It has become a normal phenomenon that audiences are bombarded with ads which have ‘little to no’ significance in them. Recently a LinkedIn user uploaded a status which clearly identified this problem. He said while trying to watch a YouTube LIVE video, he was hit by a non-vegetarian ad though he is clearly vegetarian and the video he was watching was a LIVE ‘Aarti’ of a famous temple in Mumbai. For some this was irony, for others it was right down offensive & for those in media, this was an eye-opener to a bigger problem that has been overlooked for a long time. The ad by itself is not aware where it is going to hit but the people behind the ad should be knowing exactly where it is going to hit. So, the flawed logic takes the centre stage of ‘let’s show our ad to everyone & those interested, will react to it’. Often, in activities related to brand building, the result is always measured in ‘impressions’ Vs whatever the objective is and this needs to change because brands are built by customers & the job of agencies is to ‘facilitate’ the process to the dot.
To dwell a little deeper, let us begin with by asking, Is it a Better ad OR a Better targeting?
With every brief, there are targets related to creativity & promotions which form the crux of execution. In either of the situations, the balance clearly tilts towards the argument between impressions made vs targets achieved. And this is where the line begins to blur on where things may have gone wrong. Which begs the question, was the ad better or the targeting that needs to be given the credit? Neither of it deserves any credit if the ad has done its job because at the end of the day a good job is just a consolation. Let us look at a recent example – CRED ads. In April 2020, India touched 57.4 million credit cards in usage, which roughly can be translated to about 3 cards per 100 people. Now, the question to ask would be, should an ad be made for only those 3 or the other 97 too? Logically, for CRED, those using the 57.4 million cards would be the core audience, but the strategy of CRED seemed to be ‘Nuking an Anthill’. Which means, including those 97 too. And surely & ironically, their message of ‘Not everyone gets it’ did not hold true for targeting objective. Now, there is no issue is targeting everyone, but the issue would be of the misfiring & the money spent behind. If your message is about being ‘picky’ then shouldn’t the targeting be picky too?
To be or not to be…on the side of audience:
The best way to ensure a brand is growing is the organic way where the audience becomes the brand advocates through relatability of brand values. In the last few years, brand across the globe have gotten bigger, better & definitely bolder to connect with the audience, customer or not. From Nike to Bajaj to Parle G have stood their ground basis their brand values & have taken a stand on being on the side of positive human sentiment even if it meant taking flak from a few. Bajaj clearly stopped running ads with those deemed to be harming the social harmony. Parle G followed the suit. Though the move was protested by a few, it was welcomed with a harmonical hug by many. The learning that emerges out of this indicates that when it comes to choosing sides, choose your own. What Nike did by taking a stand along with Colin Kaepernick resulted in the all-time high price (36% increase) on the stock market.

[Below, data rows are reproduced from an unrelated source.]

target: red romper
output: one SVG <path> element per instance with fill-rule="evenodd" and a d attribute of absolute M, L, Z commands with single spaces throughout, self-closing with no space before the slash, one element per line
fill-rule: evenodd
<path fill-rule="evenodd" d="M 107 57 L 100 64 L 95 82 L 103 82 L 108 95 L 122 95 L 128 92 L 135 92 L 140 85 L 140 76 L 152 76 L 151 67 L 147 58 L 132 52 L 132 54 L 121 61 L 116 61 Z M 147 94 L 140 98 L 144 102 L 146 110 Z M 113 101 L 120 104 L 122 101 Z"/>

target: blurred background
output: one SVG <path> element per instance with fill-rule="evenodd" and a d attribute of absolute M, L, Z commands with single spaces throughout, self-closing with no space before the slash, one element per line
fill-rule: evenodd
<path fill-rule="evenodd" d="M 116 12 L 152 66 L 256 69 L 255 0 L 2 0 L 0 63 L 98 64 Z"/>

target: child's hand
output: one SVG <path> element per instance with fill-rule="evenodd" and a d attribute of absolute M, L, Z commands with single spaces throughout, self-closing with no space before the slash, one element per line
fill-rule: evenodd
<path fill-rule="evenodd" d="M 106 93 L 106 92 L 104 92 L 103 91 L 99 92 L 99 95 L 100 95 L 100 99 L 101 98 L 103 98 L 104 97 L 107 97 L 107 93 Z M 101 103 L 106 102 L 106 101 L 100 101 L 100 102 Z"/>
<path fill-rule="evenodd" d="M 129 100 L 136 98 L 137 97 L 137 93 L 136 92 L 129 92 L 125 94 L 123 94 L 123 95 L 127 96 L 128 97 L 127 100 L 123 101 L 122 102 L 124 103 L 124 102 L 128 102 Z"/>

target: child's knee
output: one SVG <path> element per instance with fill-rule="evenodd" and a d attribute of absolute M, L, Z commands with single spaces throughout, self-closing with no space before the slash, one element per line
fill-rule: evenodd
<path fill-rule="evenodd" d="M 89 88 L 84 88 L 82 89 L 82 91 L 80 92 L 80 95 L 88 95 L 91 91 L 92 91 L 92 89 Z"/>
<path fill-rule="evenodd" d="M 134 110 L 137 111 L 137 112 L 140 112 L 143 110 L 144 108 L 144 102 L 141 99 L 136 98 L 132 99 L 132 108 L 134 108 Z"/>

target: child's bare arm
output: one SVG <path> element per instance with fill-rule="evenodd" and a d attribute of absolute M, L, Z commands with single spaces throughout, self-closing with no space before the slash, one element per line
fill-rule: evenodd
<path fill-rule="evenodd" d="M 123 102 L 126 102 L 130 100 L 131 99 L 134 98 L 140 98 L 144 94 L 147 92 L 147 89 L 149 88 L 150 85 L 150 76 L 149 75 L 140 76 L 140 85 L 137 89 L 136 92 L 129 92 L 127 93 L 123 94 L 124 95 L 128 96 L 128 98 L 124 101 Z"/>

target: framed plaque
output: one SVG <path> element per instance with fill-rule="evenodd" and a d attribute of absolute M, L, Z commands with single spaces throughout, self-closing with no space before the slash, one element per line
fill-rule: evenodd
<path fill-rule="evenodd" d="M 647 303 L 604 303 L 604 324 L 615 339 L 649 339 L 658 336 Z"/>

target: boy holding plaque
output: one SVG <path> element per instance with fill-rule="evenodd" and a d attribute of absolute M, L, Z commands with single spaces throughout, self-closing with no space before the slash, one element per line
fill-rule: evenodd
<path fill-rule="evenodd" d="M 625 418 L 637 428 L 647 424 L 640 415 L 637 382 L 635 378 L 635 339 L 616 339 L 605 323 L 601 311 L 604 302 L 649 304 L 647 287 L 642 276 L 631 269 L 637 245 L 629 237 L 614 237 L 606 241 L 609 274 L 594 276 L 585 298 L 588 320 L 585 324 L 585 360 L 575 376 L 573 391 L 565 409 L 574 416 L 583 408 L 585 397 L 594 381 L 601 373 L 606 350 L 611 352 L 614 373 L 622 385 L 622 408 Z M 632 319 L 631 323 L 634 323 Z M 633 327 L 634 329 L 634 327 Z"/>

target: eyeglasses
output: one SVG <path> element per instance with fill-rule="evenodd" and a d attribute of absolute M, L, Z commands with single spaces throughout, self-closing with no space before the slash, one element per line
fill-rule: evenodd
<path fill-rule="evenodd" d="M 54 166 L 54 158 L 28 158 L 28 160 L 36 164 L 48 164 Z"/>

The relatable learning of Queens Gambit on Netflix & the sudden interest in chess by the audience
With the release of The Queen’s Gambit, the interest of the audience in chess has shot off the roof. In the US, eBay reported a stratospheric sale of 215% of Chess sets & related accessories, with wooden chess sets being the favourites. Chess as a game takes time & a lot of thinking, which goes beyond the principles of immediate gratification of playing a game/sport. Hence only those who are extremely interested in it, go for it. But with The Queen’s Gambit, the ‘interest’ has translated into ‘interestingly entertaining’ with 62 million viewers of the show. Now, the show did a ‘check-mate’ of a job to make the game relatable to the show audience. And that relatability, with the time at hands of people, has beautifully translated into actions of playing the game.
But how relatable is relatable?
In the world of brand building, the word relatable resembles the properties of liquid wax, and the brand must define the mould for it. Those brands who maximize their efforts to increase the relatability quotient with their audience, tend to increase the consumption of their products. Because the customer is not paying for the brand but for the benefits – functional & emotional, of the product. In the process, a brand gets built by its customers.